Minnesota’s probation system has enjoyed success for some time, not only for its money-saving benefits, but for the services it provides to probationers.
Probation officers in Minnesota supervised more than 140,000 offenders in 2011. These officers are employed by the Minnesota Department of Corrections and are called upon to supervise all felony adult offenders from the state prison system.
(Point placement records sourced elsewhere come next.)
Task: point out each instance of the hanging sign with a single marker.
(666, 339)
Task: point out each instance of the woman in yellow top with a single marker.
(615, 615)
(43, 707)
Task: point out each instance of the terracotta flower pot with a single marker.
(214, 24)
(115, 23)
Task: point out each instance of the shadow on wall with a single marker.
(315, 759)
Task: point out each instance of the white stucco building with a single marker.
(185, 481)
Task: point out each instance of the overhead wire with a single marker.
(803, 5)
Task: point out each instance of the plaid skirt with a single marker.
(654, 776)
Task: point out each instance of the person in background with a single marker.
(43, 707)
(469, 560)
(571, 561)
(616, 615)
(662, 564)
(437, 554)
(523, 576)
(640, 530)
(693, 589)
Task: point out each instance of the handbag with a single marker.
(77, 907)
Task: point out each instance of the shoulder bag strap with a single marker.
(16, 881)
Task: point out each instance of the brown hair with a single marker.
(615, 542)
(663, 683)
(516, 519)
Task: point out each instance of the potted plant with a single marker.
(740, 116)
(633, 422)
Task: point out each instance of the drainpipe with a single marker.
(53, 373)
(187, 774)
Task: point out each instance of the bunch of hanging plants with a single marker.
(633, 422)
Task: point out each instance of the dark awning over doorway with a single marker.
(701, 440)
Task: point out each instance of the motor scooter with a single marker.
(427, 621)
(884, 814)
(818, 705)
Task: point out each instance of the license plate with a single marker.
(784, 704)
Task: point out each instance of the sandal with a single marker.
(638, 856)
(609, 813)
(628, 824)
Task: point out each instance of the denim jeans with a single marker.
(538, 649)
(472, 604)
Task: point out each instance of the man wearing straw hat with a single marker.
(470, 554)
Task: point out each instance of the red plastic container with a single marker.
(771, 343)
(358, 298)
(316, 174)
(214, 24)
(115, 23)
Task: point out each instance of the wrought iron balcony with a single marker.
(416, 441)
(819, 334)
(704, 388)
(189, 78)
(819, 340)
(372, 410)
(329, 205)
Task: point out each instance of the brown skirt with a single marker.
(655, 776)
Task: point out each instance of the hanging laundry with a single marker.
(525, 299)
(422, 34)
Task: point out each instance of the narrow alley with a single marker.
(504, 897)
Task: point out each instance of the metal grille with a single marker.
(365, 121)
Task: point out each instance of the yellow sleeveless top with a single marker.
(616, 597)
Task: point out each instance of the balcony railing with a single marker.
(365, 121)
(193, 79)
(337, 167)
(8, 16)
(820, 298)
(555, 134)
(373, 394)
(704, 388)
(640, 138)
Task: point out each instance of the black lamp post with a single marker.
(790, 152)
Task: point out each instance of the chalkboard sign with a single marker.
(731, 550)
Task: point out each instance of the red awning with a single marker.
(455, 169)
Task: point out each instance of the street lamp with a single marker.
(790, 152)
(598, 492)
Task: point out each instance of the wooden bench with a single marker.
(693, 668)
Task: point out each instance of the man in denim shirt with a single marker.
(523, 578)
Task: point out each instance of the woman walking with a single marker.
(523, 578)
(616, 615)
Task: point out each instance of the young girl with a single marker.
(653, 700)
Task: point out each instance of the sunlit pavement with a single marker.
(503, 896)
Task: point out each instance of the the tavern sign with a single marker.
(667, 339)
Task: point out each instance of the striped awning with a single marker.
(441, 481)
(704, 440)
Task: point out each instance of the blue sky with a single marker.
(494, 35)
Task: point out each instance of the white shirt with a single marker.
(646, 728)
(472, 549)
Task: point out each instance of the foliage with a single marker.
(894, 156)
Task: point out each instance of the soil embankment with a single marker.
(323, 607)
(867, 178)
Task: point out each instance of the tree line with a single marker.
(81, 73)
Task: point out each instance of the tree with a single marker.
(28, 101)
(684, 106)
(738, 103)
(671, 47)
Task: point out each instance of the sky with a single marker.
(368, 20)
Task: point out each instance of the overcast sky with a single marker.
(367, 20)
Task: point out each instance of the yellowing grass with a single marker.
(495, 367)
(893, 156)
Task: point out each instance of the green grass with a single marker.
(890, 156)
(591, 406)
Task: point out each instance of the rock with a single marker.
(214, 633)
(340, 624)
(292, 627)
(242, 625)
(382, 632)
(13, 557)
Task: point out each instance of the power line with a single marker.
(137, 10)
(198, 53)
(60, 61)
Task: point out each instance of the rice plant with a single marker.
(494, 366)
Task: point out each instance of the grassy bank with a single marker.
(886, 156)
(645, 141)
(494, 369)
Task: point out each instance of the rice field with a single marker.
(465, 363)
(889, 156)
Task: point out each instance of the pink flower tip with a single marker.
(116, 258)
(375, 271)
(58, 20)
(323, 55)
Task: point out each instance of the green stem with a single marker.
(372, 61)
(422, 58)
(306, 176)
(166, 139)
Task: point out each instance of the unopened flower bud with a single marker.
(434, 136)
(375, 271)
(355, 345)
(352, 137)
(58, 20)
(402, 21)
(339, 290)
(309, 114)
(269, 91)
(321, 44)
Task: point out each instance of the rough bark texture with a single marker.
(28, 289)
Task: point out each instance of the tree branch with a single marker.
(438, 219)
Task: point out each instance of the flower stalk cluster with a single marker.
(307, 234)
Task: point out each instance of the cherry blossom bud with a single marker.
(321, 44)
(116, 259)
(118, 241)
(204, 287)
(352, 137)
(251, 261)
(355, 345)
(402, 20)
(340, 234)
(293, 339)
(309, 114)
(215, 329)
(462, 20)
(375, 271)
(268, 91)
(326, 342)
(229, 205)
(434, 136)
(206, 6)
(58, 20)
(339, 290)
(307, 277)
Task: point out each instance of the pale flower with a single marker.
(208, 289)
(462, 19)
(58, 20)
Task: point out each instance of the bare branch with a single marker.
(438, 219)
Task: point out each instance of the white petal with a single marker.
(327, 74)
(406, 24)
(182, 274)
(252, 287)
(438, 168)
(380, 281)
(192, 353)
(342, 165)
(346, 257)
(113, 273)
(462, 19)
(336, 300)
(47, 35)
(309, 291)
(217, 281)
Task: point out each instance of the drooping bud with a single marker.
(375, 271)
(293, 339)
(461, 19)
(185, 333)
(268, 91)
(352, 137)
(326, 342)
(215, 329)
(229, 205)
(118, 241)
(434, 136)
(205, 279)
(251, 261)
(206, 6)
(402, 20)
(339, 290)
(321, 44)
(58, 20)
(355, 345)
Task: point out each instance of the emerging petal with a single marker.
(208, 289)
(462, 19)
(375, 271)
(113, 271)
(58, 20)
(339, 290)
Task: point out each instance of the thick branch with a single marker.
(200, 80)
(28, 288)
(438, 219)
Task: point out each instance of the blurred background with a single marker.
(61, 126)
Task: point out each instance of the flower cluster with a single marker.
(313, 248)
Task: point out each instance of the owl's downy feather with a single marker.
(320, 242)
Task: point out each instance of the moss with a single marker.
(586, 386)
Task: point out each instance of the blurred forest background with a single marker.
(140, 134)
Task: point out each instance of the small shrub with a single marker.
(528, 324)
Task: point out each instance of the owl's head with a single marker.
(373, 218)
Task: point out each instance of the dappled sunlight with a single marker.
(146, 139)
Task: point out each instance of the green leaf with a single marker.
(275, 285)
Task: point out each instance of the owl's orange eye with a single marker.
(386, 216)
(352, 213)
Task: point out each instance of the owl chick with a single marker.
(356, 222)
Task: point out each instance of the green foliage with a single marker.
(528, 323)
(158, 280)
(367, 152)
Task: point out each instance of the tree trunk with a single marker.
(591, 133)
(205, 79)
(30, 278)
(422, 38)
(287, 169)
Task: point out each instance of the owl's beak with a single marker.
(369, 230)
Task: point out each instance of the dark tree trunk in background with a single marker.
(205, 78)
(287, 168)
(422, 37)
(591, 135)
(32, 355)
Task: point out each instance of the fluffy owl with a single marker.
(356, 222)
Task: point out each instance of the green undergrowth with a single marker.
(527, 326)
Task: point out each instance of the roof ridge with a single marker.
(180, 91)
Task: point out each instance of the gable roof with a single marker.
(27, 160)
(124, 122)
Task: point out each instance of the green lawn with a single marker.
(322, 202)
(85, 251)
The supervision of offenders in a community setting has allowed them to receive both treatment and educational programs, both of which have been shown to be more effective in enacting long-term behavioral changes over incarceration. In addition to providing supervision services, probation officers in Minnesota employ a number of proven approaches to probationers, including:
- A greater focus on high-risk offenders
- Cognitive-behavioral interventions
- Motivational interviewing strategies
- Offender risk and needs assessments
- Programs that address problematic and anti-social or illegal behavior
- Targeted case planning
Specific programming and services are often focused on domestic abuse, drug and alcohol abuse, sexual and predator offending, and DUI/SWI offenses. Probation officers must assess risk to public safety and the risk of re-offending during the probationary period, but they must also consider a number of individual factors, such as: mental health issues, learning disabilities, parenting/domestic matters, gender and cultural factors, victimization, transportation issues, and access to community services and resources.
A Team Approach in Place
Minnesota credits the success of its probation system to the efforts of the probation officers, as well as a strong collaboration with the local justice system, ongoing training opportunities and continuing education, community involvement, and the help of statewide correctional associations and national probation organizations.
In addition to considering the cost-saving benefits of probation, the state also considers each case an individual one, with successful discharges, violations during probation, and recidivism as to continue to closely monitor the success of the program.